In the category of It’s really unlikely but not impossible, my brain is connecting my comments regarding a possible invasion of Russia by China with today’s tragedy:
A China Eastern Airlines Boeing 737-800 plane carrying 132 people slammed into the mountains of the southern province of Guangxi on Monday, according to China’s aviation authority,in what is likely to become the country’s deadliest plane crash in more than two decades.
Footage of the crash captured by a local mining company showed the plane nosediving sharply into the mountainside in what appeared to be an almost vertical drop. In its statement, the Civil Aviation Administration of China said the flight carrying 123 passengers and nine crew members had lost contact over the city of Wuzhou in Guangxi. [WaPo]
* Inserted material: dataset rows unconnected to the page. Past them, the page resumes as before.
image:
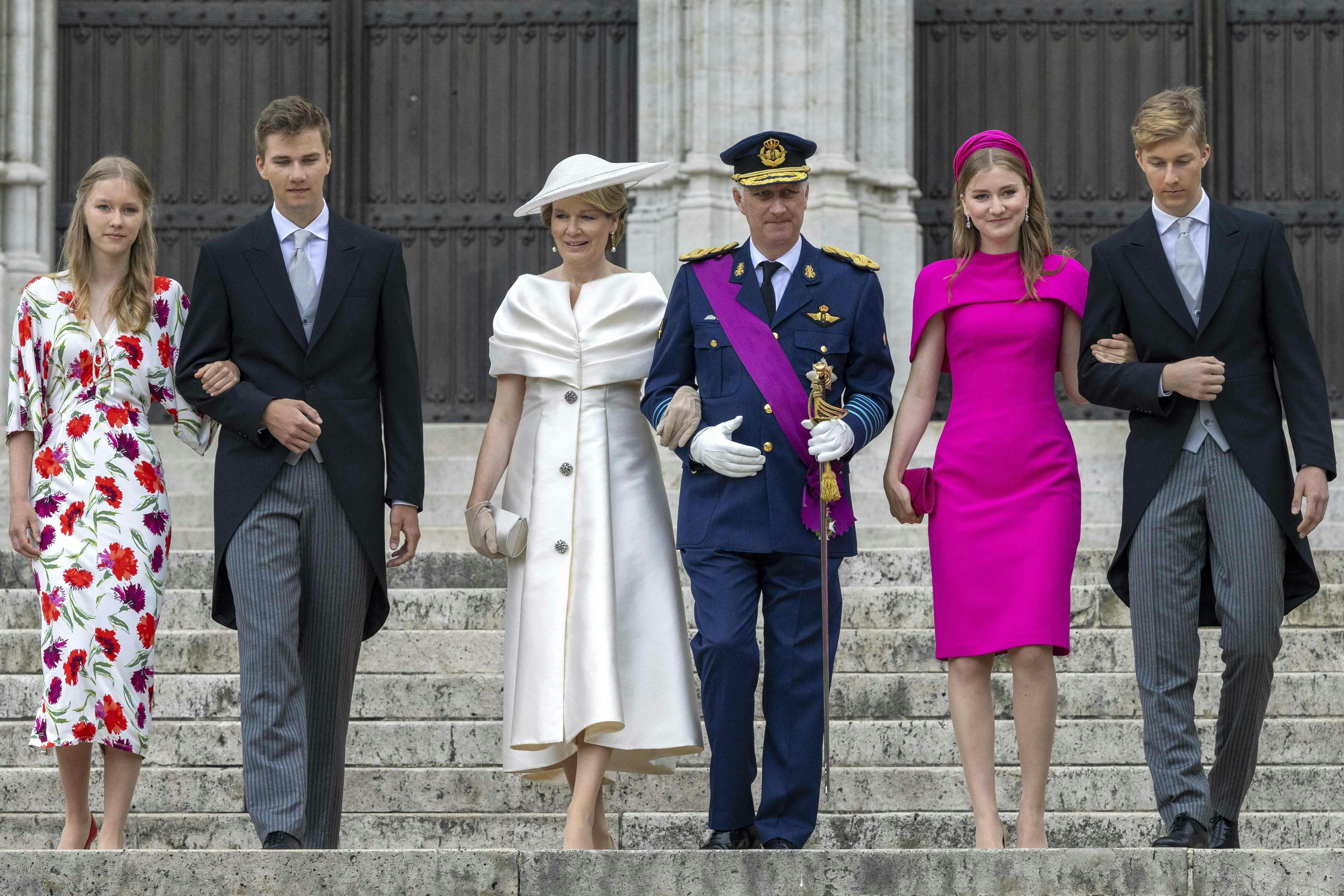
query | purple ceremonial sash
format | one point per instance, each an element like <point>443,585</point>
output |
<point>773,374</point>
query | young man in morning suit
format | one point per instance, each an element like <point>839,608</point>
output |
<point>1210,299</point>
<point>741,526</point>
<point>315,312</point>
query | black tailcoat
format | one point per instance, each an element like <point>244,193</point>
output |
<point>359,373</point>
<point>1253,322</point>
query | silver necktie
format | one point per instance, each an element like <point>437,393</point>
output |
<point>303,280</point>
<point>1189,271</point>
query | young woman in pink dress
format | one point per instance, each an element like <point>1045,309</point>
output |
<point>1002,316</point>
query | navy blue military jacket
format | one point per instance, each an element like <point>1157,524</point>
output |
<point>763,514</point>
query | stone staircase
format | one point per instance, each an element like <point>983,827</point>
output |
<point>425,739</point>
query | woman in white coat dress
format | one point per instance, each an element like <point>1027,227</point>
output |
<point>597,666</point>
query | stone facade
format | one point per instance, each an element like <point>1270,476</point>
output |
<point>837,72</point>
<point>27,144</point>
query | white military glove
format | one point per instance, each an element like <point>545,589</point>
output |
<point>480,531</point>
<point>714,448</point>
<point>681,420</point>
<point>831,440</point>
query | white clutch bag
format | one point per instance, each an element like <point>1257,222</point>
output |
<point>510,532</point>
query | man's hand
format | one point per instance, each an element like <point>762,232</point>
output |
<point>294,424</point>
<point>1311,495</point>
<point>1198,378</point>
<point>23,520</point>
<point>1117,350</point>
<point>402,519</point>
<point>716,449</point>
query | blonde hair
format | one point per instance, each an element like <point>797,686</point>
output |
<point>131,299</point>
<point>1171,115</point>
<point>611,201</point>
<point>1035,242</point>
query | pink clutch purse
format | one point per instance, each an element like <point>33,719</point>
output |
<point>923,493</point>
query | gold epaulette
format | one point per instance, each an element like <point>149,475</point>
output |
<point>698,255</point>
<point>854,259</point>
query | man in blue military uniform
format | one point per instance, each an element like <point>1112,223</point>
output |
<point>747,472</point>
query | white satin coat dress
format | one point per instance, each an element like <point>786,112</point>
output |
<point>595,631</point>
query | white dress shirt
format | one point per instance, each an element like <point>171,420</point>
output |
<point>316,248</point>
<point>1168,228</point>
<point>781,277</point>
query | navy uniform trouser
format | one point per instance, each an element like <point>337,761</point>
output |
<point>728,588</point>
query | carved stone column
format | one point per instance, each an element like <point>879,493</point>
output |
<point>27,140</point>
<point>837,72</point>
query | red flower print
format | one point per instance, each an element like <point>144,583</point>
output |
<point>167,351</point>
<point>120,561</point>
<point>113,717</point>
<point>146,629</point>
<point>81,369</point>
<point>78,425</point>
<point>107,640</point>
<point>109,491</point>
<point>48,464</point>
<point>78,578</point>
<point>135,352</point>
<point>73,515</point>
<point>74,664</point>
<point>150,477</point>
<point>52,606</point>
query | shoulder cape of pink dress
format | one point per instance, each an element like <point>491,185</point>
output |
<point>1005,532</point>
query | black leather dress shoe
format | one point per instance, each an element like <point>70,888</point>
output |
<point>1222,833</point>
<point>736,839</point>
<point>1186,833</point>
<point>280,840</point>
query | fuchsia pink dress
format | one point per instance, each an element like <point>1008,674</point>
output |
<point>1006,524</point>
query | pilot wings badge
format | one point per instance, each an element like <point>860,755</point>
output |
<point>824,316</point>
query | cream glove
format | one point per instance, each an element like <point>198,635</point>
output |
<point>480,530</point>
<point>681,420</point>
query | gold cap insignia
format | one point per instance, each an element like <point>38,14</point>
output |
<point>772,154</point>
<point>824,316</point>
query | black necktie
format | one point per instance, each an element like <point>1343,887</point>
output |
<point>768,287</point>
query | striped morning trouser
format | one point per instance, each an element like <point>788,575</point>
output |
<point>302,585</point>
<point>1206,506</point>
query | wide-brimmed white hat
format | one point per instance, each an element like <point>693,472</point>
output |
<point>581,174</point>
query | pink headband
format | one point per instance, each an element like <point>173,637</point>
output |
<point>984,140</point>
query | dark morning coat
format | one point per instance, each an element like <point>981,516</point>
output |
<point>1252,320</point>
<point>763,514</point>
<point>359,373</point>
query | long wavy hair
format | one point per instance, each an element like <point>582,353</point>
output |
<point>1035,244</point>
<point>131,300</point>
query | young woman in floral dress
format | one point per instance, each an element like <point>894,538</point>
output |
<point>93,347</point>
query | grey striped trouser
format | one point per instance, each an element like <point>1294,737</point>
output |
<point>1206,506</point>
<point>302,586</point>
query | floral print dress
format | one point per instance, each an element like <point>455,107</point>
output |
<point>97,483</point>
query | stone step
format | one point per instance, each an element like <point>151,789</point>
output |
<point>470,790</point>
<point>906,695</point>
<point>865,651</point>
<point>863,743</point>
<point>1056,872</point>
<point>635,831</point>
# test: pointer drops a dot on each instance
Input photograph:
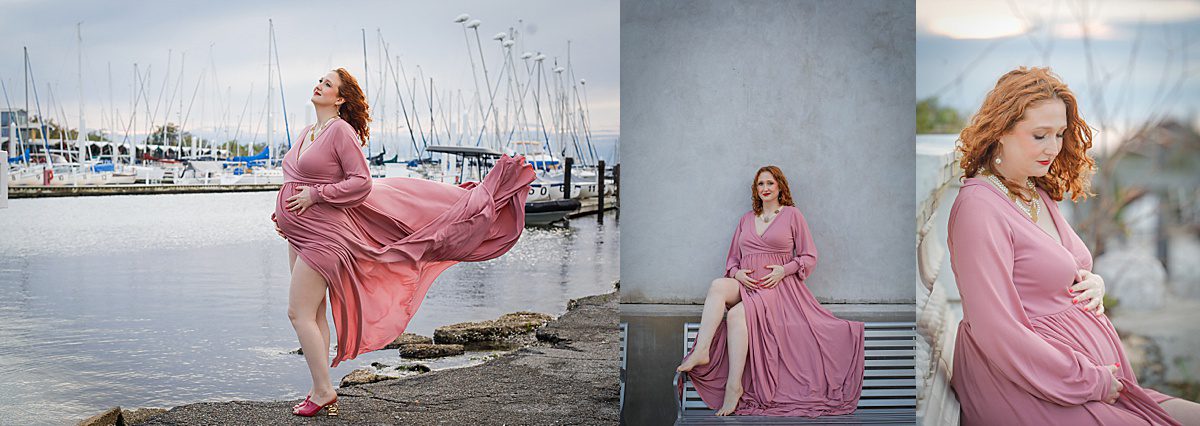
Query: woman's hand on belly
(1115, 387)
(277, 231)
(1090, 288)
(774, 277)
(743, 276)
(301, 201)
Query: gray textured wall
(712, 90)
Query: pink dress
(802, 360)
(381, 243)
(1025, 353)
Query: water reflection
(162, 300)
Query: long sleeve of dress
(357, 185)
(982, 255)
(733, 262)
(805, 251)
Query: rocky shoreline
(564, 372)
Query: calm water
(163, 300)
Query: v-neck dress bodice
(802, 359)
(381, 243)
(1025, 353)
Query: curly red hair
(785, 192)
(355, 109)
(1005, 106)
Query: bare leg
(323, 325)
(322, 322)
(738, 347)
(307, 291)
(1183, 411)
(724, 292)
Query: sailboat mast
(83, 130)
(270, 87)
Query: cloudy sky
(1143, 54)
(223, 48)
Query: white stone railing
(937, 307)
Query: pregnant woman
(376, 245)
(1030, 349)
(778, 352)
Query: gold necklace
(1030, 210)
(312, 135)
(767, 220)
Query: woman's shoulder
(977, 204)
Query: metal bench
(889, 384)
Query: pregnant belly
(760, 263)
(1083, 331)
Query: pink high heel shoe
(301, 402)
(309, 408)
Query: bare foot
(731, 401)
(321, 397)
(696, 358)
(301, 401)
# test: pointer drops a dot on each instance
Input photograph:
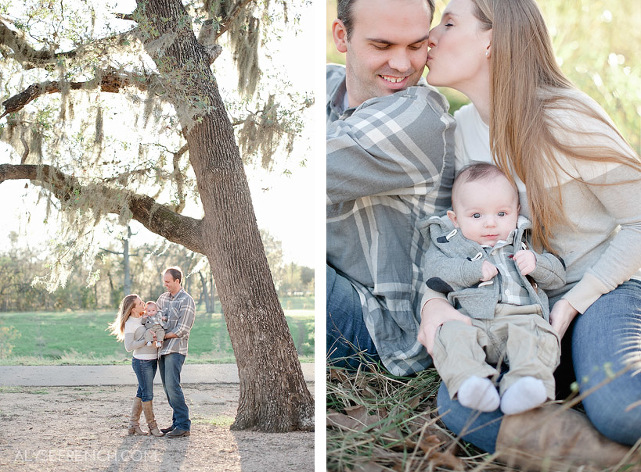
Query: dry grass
(377, 422)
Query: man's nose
(400, 61)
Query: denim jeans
(145, 372)
(170, 366)
(606, 347)
(346, 332)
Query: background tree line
(25, 271)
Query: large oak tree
(65, 147)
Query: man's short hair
(176, 273)
(345, 13)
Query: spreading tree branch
(157, 218)
(110, 81)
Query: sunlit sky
(286, 209)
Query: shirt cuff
(431, 295)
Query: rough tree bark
(273, 394)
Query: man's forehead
(393, 21)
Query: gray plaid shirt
(390, 162)
(180, 309)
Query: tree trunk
(273, 393)
(126, 266)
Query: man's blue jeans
(346, 332)
(605, 348)
(145, 372)
(170, 366)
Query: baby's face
(486, 211)
(151, 309)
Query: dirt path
(85, 429)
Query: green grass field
(81, 338)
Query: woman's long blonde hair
(526, 85)
(127, 304)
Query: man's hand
(561, 316)
(489, 271)
(525, 261)
(435, 313)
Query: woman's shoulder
(132, 324)
(467, 114)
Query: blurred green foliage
(596, 43)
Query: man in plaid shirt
(181, 309)
(390, 163)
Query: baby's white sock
(525, 394)
(479, 394)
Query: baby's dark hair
(479, 171)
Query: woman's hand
(525, 261)
(433, 314)
(561, 316)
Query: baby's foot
(479, 394)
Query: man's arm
(185, 319)
(395, 144)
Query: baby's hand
(489, 270)
(525, 261)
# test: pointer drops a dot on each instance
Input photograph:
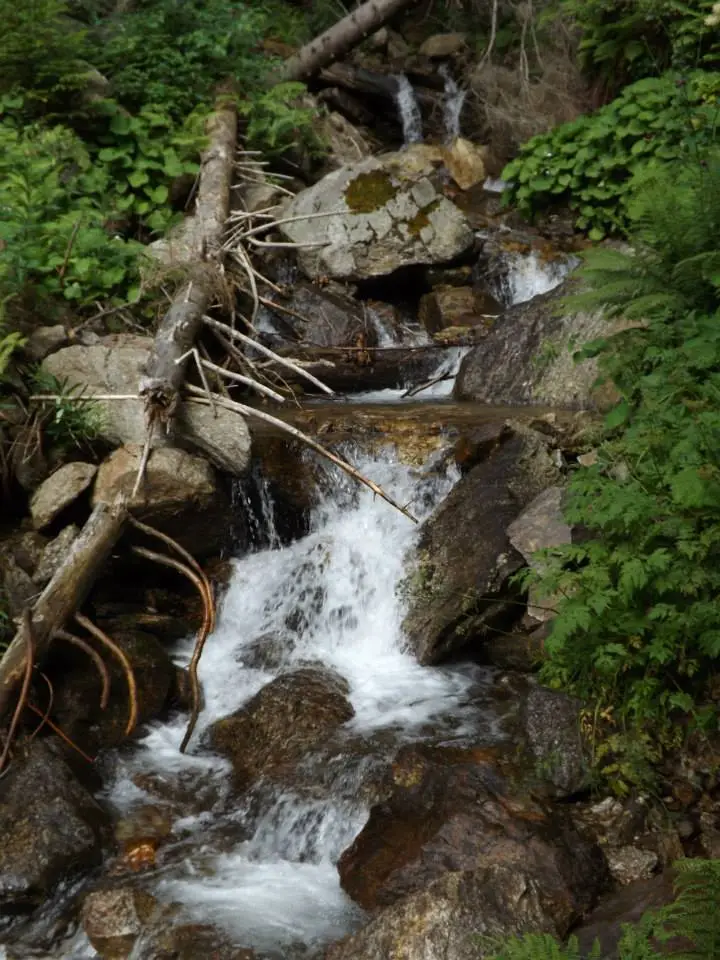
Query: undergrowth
(637, 633)
(687, 929)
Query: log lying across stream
(64, 594)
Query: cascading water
(263, 866)
(408, 110)
(452, 104)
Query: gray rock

The mentioned footage is at the WaPo link.
Could this be a warn-off from Russia’s President Putin to China’s Xi Jinping, General Secretary of the Chinese Communist Party and, thus, leader of China?
I dunno. On the Yes side is a Russian history of shooting down airliners, principally Malaysia Airlines flight MH17 in 2019, although 1983 saw KAL Flight 007 shot down by the Soviet Union. The latter may have been a mistake, but the former appears to have been a deliberate warning to Ukraine’s government.
On the No side, a gross and violent warning to the Chinese like this could easily be interpreted wrongly, resulting in a nearly required return missile – or an invasion of a Russian state that appears to be tottering along on the strength of a decaying strongman and whatever power structure is hanging with him. Practically speaking, there has been no reports of the physical manifestations of a missile, such as sonic booms or contrails, at least in what I have read, and I have no connections in our intelligence community to make further inquiry. I suppose a cyber attack could have been carried out, but I do not have the experience or expertise to even guess at the vulnerability of a Boeing 737 under Chinese management to a conventional or specialized cyber attack. And, if such is possible, then the Russians have just revealed a capability of which the Chinese may not have been aware. That can be a huge mistake all on its own.
So, in my mind, I think this is likely some sort of tragic accident, and not a Russia political maneuver. But I am assuming some sort of rationality in the Kremlin, and it’s not entirely clear that Putin is still rational.